Just when it seemed Kovpak was finished, he responded heroically with an act that no doubt saved the remnants of the band. On July 18, 1943, Kovpak correctly identified elements of the 4th SS-Police Regiment in the town of Rosulna. He sent a small force to attack them (both sides confirm this). It was almost certainly a decoy attack. The Germans reported a small but sneak bandit attack at 11:40 p.m. The shock hit the 7th Company of the regiment unprepared. Krüger later reported that the bandits attacked with heavy machine-gun, mortar, and antitank gunfire. This was perhaps an exaggeration, as
the earlier pages of his report clearly stated that the bandits had dumped their artillery. Kovpak did not explain the content of the attack but claimed the SS had been “exterminated,” which was another exaggeration. The results reported by the Germans grudgingly confirmed a fleeting bandit success. One bandit was killed and another wounded, at the cost of eighteen German dead and seventeen wounded. The arrival of the 6th Company relieved or rescued, depending on one’s opinion, the 7th Company and saved the regiment from further shame.
36
The effect of the attack allowed Kovpak to move. The German response was to deploy more troops. On July 24, the 13th SS-Police Regiment arrived, assisted by Jagdkommando Galician. They amassed between them fifteen hundred men, but more important, they were specialist bandit hunters. On August 1, a contingent of the 26th SS-Police Regiment with 40 officers and 1,764 men joined in the operations. Anticipating Kovpak’s run toward Red Air Force support, Himmler’s 1st RFSS Flak Battalion was deployed to hinder any aerial support for the bandits.
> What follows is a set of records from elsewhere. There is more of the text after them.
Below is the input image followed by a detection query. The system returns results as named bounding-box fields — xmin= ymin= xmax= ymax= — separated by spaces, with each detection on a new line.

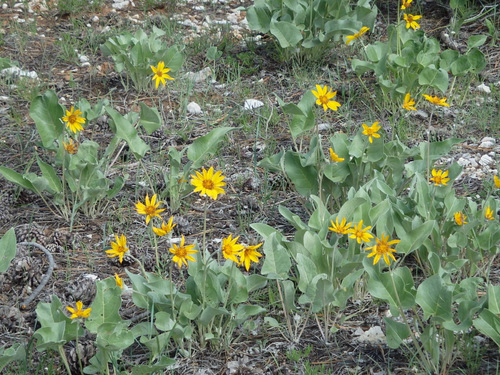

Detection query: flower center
xmin=203 ymin=180 xmax=214 ymax=190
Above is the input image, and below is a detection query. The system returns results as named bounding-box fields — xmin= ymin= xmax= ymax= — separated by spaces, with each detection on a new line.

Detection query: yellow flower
xmin=401 ymin=0 xmax=413 ymax=9
xmin=330 ymin=147 xmax=344 ymax=163
xmin=115 ymin=273 xmax=123 ymax=289
xmin=106 ymin=234 xmax=128 ymax=263
xmin=422 ymin=94 xmax=450 ymax=107
xmin=454 ymin=212 xmax=467 ymax=225
xmin=191 ymin=167 xmax=226 ymax=200
xmin=150 ymin=61 xmax=173 ymax=88
xmin=363 ymin=121 xmax=380 ymax=143
xmin=493 ymin=175 xmax=500 ymax=189
xmin=238 ymin=242 xmax=262 ymax=271
xmin=169 ymin=235 xmax=198 ymax=268
xmin=346 ymin=220 xmax=373 ymax=243
xmin=403 ymin=93 xmax=417 ymax=111
xmin=311 ymin=85 xmax=340 ymax=112
xmin=135 ymin=194 xmax=165 ymax=224
xmin=365 ymin=233 xmax=401 ymax=265
xmin=328 ymin=217 xmax=352 ymax=234
xmin=62 ymin=106 xmax=85 ymax=133
xmin=403 ymin=14 xmax=422 ymax=30
xmin=153 ymin=216 xmax=177 ymax=237
xmin=429 ymin=169 xmax=450 ymax=186
xmin=63 ymin=139 xmax=78 ymax=154
xmin=345 ymin=26 xmax=370 ymax=44
xmin=66 ymin=301 xmax=92 ymax=319
xmin=222 ymin=234 xmax=245 ymax=263
xmin=484 ymin=206 xmax=495 ymax=220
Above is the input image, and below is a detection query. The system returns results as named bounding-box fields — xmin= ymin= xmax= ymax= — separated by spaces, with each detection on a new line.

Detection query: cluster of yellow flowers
xmin=328 ymin=217 xmax=401 ymax=265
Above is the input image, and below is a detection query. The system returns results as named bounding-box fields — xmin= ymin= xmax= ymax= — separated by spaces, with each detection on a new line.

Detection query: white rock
xmin=357 ymin=326 xmax=386 ymax=345
xmin=186 ymin=102 xmax=203 ymax=115
xmin=476 ymin=83 xmax=491 ymax=94
xmin=479 ymin=137 xmax=496 ymax=148
xmin=186 ymin=66 xmax=212 ymax=82
xmin=243 ymin=99 xmax=264 ymax=110
xmin=0 ymin=66 xmax=38 ymax=79
xmin=479 ymin=155 xmax=495 ymax=165
xmin=111 ymin=0 xmax=130 ymax=9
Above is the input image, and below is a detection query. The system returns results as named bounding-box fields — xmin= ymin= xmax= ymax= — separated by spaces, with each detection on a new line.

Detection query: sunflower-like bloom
xmin=169 ymin=235 xmax=198 ymax=268
xmin=403 ymin=93 xmax=417 ymax=111
xmin=493 ymin=175 xmax=500 ymax=189
xmin=238 ymin=242 xmax=262 ymax=271
xmin=422 ymin=94 xmax=450 ymax=107
xmin=345 ymin=26 xmax=370 ymax=44
xmin=135 ymin=194 xmax=165 ymax=225
xmin=191 ymin=167 xmax=226 ymax=200
xmin=106 ymin=234 xmax=128 ymax=263
xmin=115 ymin=273 xmax=123 ymax=289
xmin=346 ymin=220 xmax=373 ymax=243
xmin=153 ymin=216 xmax=177 ymax=237
xmin=328 ymin=217 xmax=352 ymax=234
xmin=329 ymin=147 xmax=345 ymax=163
xmin=453 ymin=212 xmax=467 ymax=225
xmin=63 ymin=139 xmax=78 ymax=154
xmin=363 ymin=121 xmax=380 ymax=143
xmin=61 ymin=106 xmax=85 ymax=133
xmin=311 ymin=85 xmax=340 ymax=112
xmin=66 ymin=301 xmax=92 ymax=319
xmin=365 ymin=233 xmax=401 ymax=265
xmin=403 ymin=14 xmax=422 ymax=30
xmin=484 ymin=206 xmax=495 ymax=220
xmin=401 ymin=0 xmax=413 ymax=9
xmin=429 ymin=169 xmax=450 ymax=186
xmin=150 ymin=61 xmax=173 ymax=88
xmin=222 ymin=234 xmax=245 ymax=263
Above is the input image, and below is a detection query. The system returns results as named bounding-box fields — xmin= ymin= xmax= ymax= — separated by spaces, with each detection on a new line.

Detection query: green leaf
xmin=139 ymin=102 xmax=162 ymax=135
xmin=261 ymin=233 xmax=292 ymax=279
xmin=396 ymin=220 xmax=436 ymax=254
xmin=0 ymin=228 xmax=16 ymax=273
xmin=0 ymin=344 xmax=26 ymax=371
xmin=0 ymin=167 xmax=38 ymax=193
xmin=474 ymin=309 xmax=500 ymax=346
xmin=415 ymin=275 xmax=453 ymax=322
xmin=30 ymin=90 xmax=64 ymax=148
xmin=85 ymin=278 xmax=122 ymax=333
xmin=187 ymin=127 xmax=236 ymax=169
xmin=384 ymin=317 xmax=411 ymax=349
xmin=106 ymin=107 xmax=150 ymax=159
xmin=269 ymin=20 xmax=302 ymax=48
xmin=418 ymin=65 xmax=448 ymax=93
xmin=36 ymin=155 xmax=63 ymax=193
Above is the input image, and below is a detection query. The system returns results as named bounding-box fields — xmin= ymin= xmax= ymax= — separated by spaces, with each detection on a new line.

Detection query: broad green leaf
xmin=261 ymin=233 xmax=292 ymax=279
xmin=106 ymin=107 xmax=150 ymax=159
xmin=418 ymin=65 xmax=448 ymax=93
xmin=0 ymin=228 xmax=16 ymax=273
xmin=396 ymin=220 xmax=436 ymax=254
xmin=30 ymin=90 xmax=65 ymax=148
xmin=85 ymin=278 xmax=122 ymax=333
xmin=415 ymin=275 xmax=453 ymax=322
xmin=0 ymin=167 xmax=38 ymax=193
xmin=384 ymin=317 xmax=411 ymax=349
xmin=0 ymin=344 xmax=26 ymax=371
xmin=269 ymin=20 xmax=302 ymax=48
xmin=187 ymin=127 xmax=236 ymax=169
xmin=474 ymin=309 xmax=500 ymax=346
xmin=139 ymin=102 xmax=162 ymax=135
xmin=36 ymin=155 xmax=63 ymax=193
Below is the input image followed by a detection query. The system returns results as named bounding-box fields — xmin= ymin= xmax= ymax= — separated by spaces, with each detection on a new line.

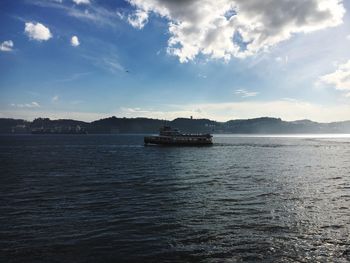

In August, Kovpak simply disappeared. On August 11, Bach-Zelewski made a scathing attack on the lethargy of the SS-Cavalry Division and added insult to injury by overly praising Kovpak’s ability.
37
After the war, Kovpak described German tactics: “The enemy remained on the defensive. He reckoned on wearing us down, compelling us to expend all our ammunition, and meanwhile so to strengthen the solidity of the ring [encirclement] that not a single man would be able to break out.”
38
Kovpak’s constant movement, even running away, saved him from capture, although these were certainly not the politically correct descriptions for his 1947 memoirs. Kovpak left behind his deputy, General Rudnev, killed on August 3–4, 1943, 641 “bandits” killed, and a hundred captured. The German’s estimated another 450 wounded remained behind, and it seems a significant number became undercover agents.
39
The German casualties from “Wehrwolf” were 141 dead and 129 wounded (including 4 missing); the Axis allies sustained 7 dead and 4 wounded. The largest loss was suffered on July 8, 1943, with 42 dead and 6 wounded. After the war, Bach-Zelewski embellished Kovpak’s reputation:

[T]here wasn’t a Kolpak [Kovpak] man who went into capture. They were the most fanatical and courageous partisans that I have ever seen. They were strictly disciplined that if one of them was wounded, his comrade had to shoot him so that he did not get into German capture and betray any secrets.
40

 
Victims and Violence
 

In examining Operation “Winterzauber,” Birn found a series of actions that revolved around “special treatment.” The Schuma committed the destruction of villages when the SD or GFP were unavailable. The executions were ordered carried out in the villagers’ houses, with the corpses covered in
straw and set alight. Birn stated that evidence from Russian sources indicated that many victims were deliberately burned alive.
41
The question of whether witnesses were allowed to live or die has yet to be established. Birn noted that the Schuma Battalion 279 had been rounding up civilians and had released a mentally disturbed woman into their “care.” Eventually a Latvian Schuma trooper had brought the woman to the German security police. The German in command reported that this woman required long-term “special treatment” and said, “I think that it’s a great danger if one person knows of our methods and can lead to disaster.”